「100カ国以上の海外展開を目指す」株式会社トレジャー・ファクトリー 野坂英吾 社長の今後の展望(第4話)

全国に200店舗以上展開する総合リユースショップ「トレジャーファクトリー」を運営する株式会社トレジャー・ファクトリー。2007年、東証マザーズ上場。2022年、東証一部から東証プライムに市場変更。タイや台湾にも店舗を持つ。同社代表取締役社長 野坂 英吾氏に起業家の素養、海外展開のポイントなどについてDIMENSIONビジネスプロデューサーの巻口賢司が聞いた。(全4話)

事業展開で重要なのは「任せられる人がいるか」。

ーーマザーズに上場した2007年頃には2業態ほどだった御社の事業ですが、現在は12業態まで拡大され、2014年にはタイへ、そして2020年には台湾への進出を果たしており、タイ事業においては既に単年度黒字化を達成されております。上場以降、事業の多角化およびグローバル化に積極的に取り組まれてきた野坂社長のお考えとして、事業展開を検討する際の着眼点は何でしょうか。

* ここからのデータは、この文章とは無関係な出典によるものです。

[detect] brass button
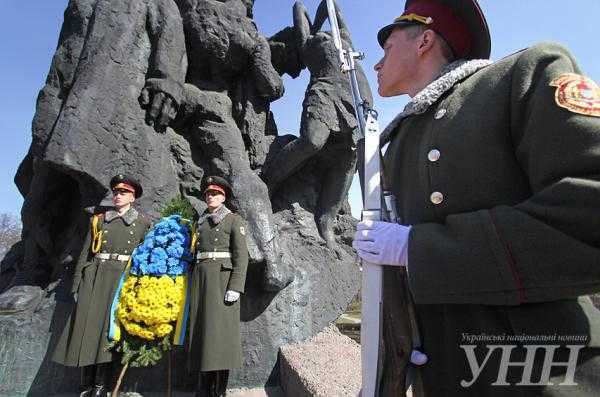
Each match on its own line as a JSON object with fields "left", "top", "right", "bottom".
{"left": 434, "top": 108, "right": 447, "bottom": 119}
{"left": 428, "top": 149, "right": 441, "bottom": 162}
{"left": 103, "top": 240, "right": 107, "bottom": 243}
{"left": 127, "top": 240, "right": 131, "bottom": 244}
{"left": 215, "top": 229, "right": 219, "bottom": 232}
{"left": 129, "top": 231, "right": 134, "bottom": 235}
{"left": 430, "top": 192, "right": 444, "bottom": 205}
{"left": 132, "top": 223, "right": 136, "bottom": 227}
{"left": 214, "top": 238, "right": 218, "bottom": 242}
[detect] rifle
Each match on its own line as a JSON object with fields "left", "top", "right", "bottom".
{"left": 324, "top": 1, "right": 382, "bottom": 395}
{"left": 324, "top": 1, "right": 422, "bottom": 395}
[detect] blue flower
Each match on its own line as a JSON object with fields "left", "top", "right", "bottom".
{"left": 166, "top": 244, "right": 184, "bottom": 258}
{"left": 155, "top": 235, "right": 169, "bottom": 245}
{"left": 130, "top": 215, "right": 193, "bottom": 276}
{"left": 142, "top": 239, "right": 155, "bottom": 251}
{"left": 150, "top": 247, "right": 167, "bottom": 262}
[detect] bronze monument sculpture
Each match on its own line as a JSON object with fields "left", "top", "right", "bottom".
{"left": 0, "top": 0, "right": 364, "bottom": 393}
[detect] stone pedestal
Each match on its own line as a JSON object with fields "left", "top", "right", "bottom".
{"left": 279, "top": 325, "right": 361, "bottom": 397}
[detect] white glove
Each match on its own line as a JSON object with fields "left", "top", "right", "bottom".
{"left": 224, "top": 290, "right": 241, "bottom": 302}
{"left": 352, "top": 220, "right": 411, "bottom": 266}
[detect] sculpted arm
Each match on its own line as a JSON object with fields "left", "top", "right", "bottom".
{"left": 140, "top": 0, "right": 188, "bottom": 132}
{"left": 312, "top": 0, "right": 352, "bottom": 44}
{"left": 249, "top": 35, "right": 284, "bottom": 100}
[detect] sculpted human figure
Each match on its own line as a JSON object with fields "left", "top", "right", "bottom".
{"left": 175, "top": 0, "right": 293, "bottom": 291}
{"left": 5, "top": 0, "right": 186, "bottom": 298}
{"left": 263, "top": 0, "right": 372, "bottom": 251}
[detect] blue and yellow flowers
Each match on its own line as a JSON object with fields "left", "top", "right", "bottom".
{"left": 109, "top": 215, "right": 192, "bottom": 345}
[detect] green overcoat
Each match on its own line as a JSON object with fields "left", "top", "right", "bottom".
{"left": 381, "top": 43, "right": 600, "bottom": 396}
{"left": 187, "top": 205, "right": 248, "bottom": 372}
{"left": 52, "top": 208, "right": 150, "bottom": 367}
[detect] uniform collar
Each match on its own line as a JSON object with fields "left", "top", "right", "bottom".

1つは外部環境を踏まえた上で、どのタイミングで行動するかということが重要です。

さらに大事なのは、この人に任せれば、事業を着実に成長させることができると思える人材がいるかどうかです。
本来は、創業3年目で海外展開をしたかったのですが、地盤がない中では、人材や事業が分散してしまうと考えました。

そのため、会社が新規事業に踏み出すための基盤が整い、信頼できる人材も見つかり、海外展開を始めたのは、創業20年目になってからのことでした。

起業家としては、やりたいことが先行し、何も整っていない中で色々なことをして広がっていってしまう方もいらっしゃるかもしれません。

どの人材に、何を、どのように任せるのか、全てが重要です。自分でできればそれに越したことはないですが、なかなかそうはいかないので、“任せられる人”が最も重要だと感じます。

 

ーーどういった観点で「この人に任せられる」と判断されるのですか。

やっていく事業や取り組みによって、難易度は多少異なります。

例えば海外の展開をスタートするという場合には、困難なことにぶつかるのは目に見えています。その困難にぶつかった時に、それを創意工夫しながら乗り越えていける人なのか、それともぶつかって潰れてしまうのか、そこを見ています。

ーー最近、多くの方がグローバル進出を目指していますが、野坂社長が最初の海外展開先としてタイを選ばれた理由や背景について教えていただけますか。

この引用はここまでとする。